“İnsan doğası hakkında bildiğim herşeyi kendimi tanıma sürecinde öğrendim.”
Çehov bitmez. Zaman değişir; Çehov kalır. Çünkü o insan hakkında çok fazla şey yazdı. Sıradan bir doktordan daha ötesiydi. İnsanın ruhunu ameliyat ediyordu. Tüm bu sıkıcı, zavallı, gri insan kalabalığının kıyısından yumuşak ama derin bir sitem tonuyla geçti. Sahip olduğu çok yönlü bir persona(kişilik) sayesinde hayatın saçmalıklarını, kaosunu, acımasızca kınamayı iyi biliyordu.
Sadece eklemek istiyorum. Bu olağanüstü yazarın kitaplarını henüz okumadı iseniz; bu boşluğu kesinlikle doldurun.
“Mutlular, mutsuz kişiler sustukları için kendilerini mutlu hissederler.” (Bektaşi Üzümü)
Çehov devrimci mi?
Devrim mi?
Elbette!
Gökyüzünden baktı ve dedi ki:
“Kötü yaşıyorsunuz, beyler!”
Yalta’da yaşayan, aynı zamanda bir yazar olan Yelpatyevsky anlatıyor: Petersburg’un canlanma döneminde, 1905 devriminden önce Petersburg’dan Yalta’ya döndüğüm zaman, aynı gün, sabırsızlıkla beni aradı, benimle ilgili acil bir iş olduğunu acele hemen ona gitmemi istedi. Aslında, onun acelesi vardı.. bu sonra ortaya çıktı. Moskova’da, Petersburg’da ne oluyor hemen bilmek istiyordu, o an bilmek istediği edebiyat değildi, politik dünyayı, yaklaşan devrimi bilmek istiyordu. Ben o sırada olup bitenlere fazla aldırmıyordum. Biraz şüpheci davrandım. Hemen heyecanlandı, keskin ve şüphesiz bana saldırdı. Bu kişi Çehov değildi.
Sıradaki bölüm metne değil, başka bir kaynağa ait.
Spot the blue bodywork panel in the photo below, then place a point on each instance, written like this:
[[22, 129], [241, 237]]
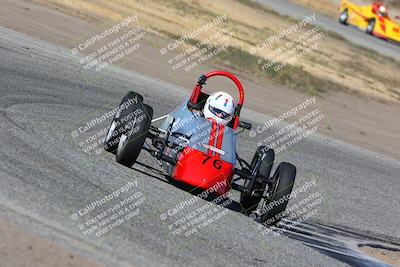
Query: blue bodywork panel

“Nasıl böyle konuşabilirsiniz, nasıl! Üstelik görmüyor musunuz, herşey tepeden tırnağa değişti! Hem işçiler hem de toplum!”
Sonuçta; zeki, özenli, yetenekli bir adam emperyalizm çağının ilk halk devrimi hareketine duyarsız kalamazdı. Öyle değil mi! Üstelik, hayatının ana draması’nda ve yaratıcılığının temelinde bu vardı.
Çehov’un ruhunu daha iyi anlayabilmek için, Gorki’nin onun hakkında anlattıklarına bakmanız gerekir. Hayat ikisine de adil değildi. Bu trajedi asla tedavi edilemez. Ya Gorki gibi hayata direnirdin ya da Çehov gibi 45 yaşında ölmek için, kendine Almanya’da küçük bir köy seçerdin.
Robin kuşu, Gorki!
Gorki ve Çehov’un birlikte çok zaman geçirdiklerini, hatta yakın dost olduklarını biliyoruz. Türkiye’de öğrencilerin Gorki’nin eserlerine ulaşamaması, okumaması için uzun yıllar politika yürütüldü. Çünkü, Gorki Rusya’da devrimin kuşuydu. Neşe, umut getiren şarkısı yüzünden “Robin Kuşu”na çok benzetiyorum. Çehov’un ruhunun ince kıvrımlarını biliyordu.
“Her yerde bayağılığı bulma ve onu gölgeleme sanatına sahipti. İnsanları sade, güzel, uyumlu olarak görme konusunda ateşli ve arzulu yaratılış, yalnızca yaşamdan yüksek beklentileri olan bir kişinin erişebileceği bir sanat. Kabalığa karşı her zaman acımasız ve keskin bir yargıç olmuştur. Çehov, hayatı gözden kaçıran insanlar hakkında birçok komedi yazdı ve bu ona birçok düşman kazandırdı” diye yazdı.
Gerçekten Çehov, küflü dar kafalılara karşı acımasız bir savaşçı, halkın aydınlanması konusunda özverili ve çıkarsız bir koruyucu, modası geçmiş, banal herşeyin yıkıcısıdır.
İşte bu yüzden;
Çehov ölür, yaşam ölür. Çehov ölür, aydınlanan hikayeler, bilgelik, tarafsızlık, insanlara acıyan değil; şefkat ile dolup taşan bir kalp ölür, arkadaşlık ölür.
Modern dünyanın insanları için böylesine yüksek bir entelektüelden asla vaz geçilemez. Çünkü, yeni uluslar üstü toplumun fikir öncüsü, bayağılıktan kurtulmanın ateşi, devrimin atom numarasıdır.
“Milyonlarca insan hayvanlardan daha kötü yaşıyor, sadece bir parça ekmek uğruna.”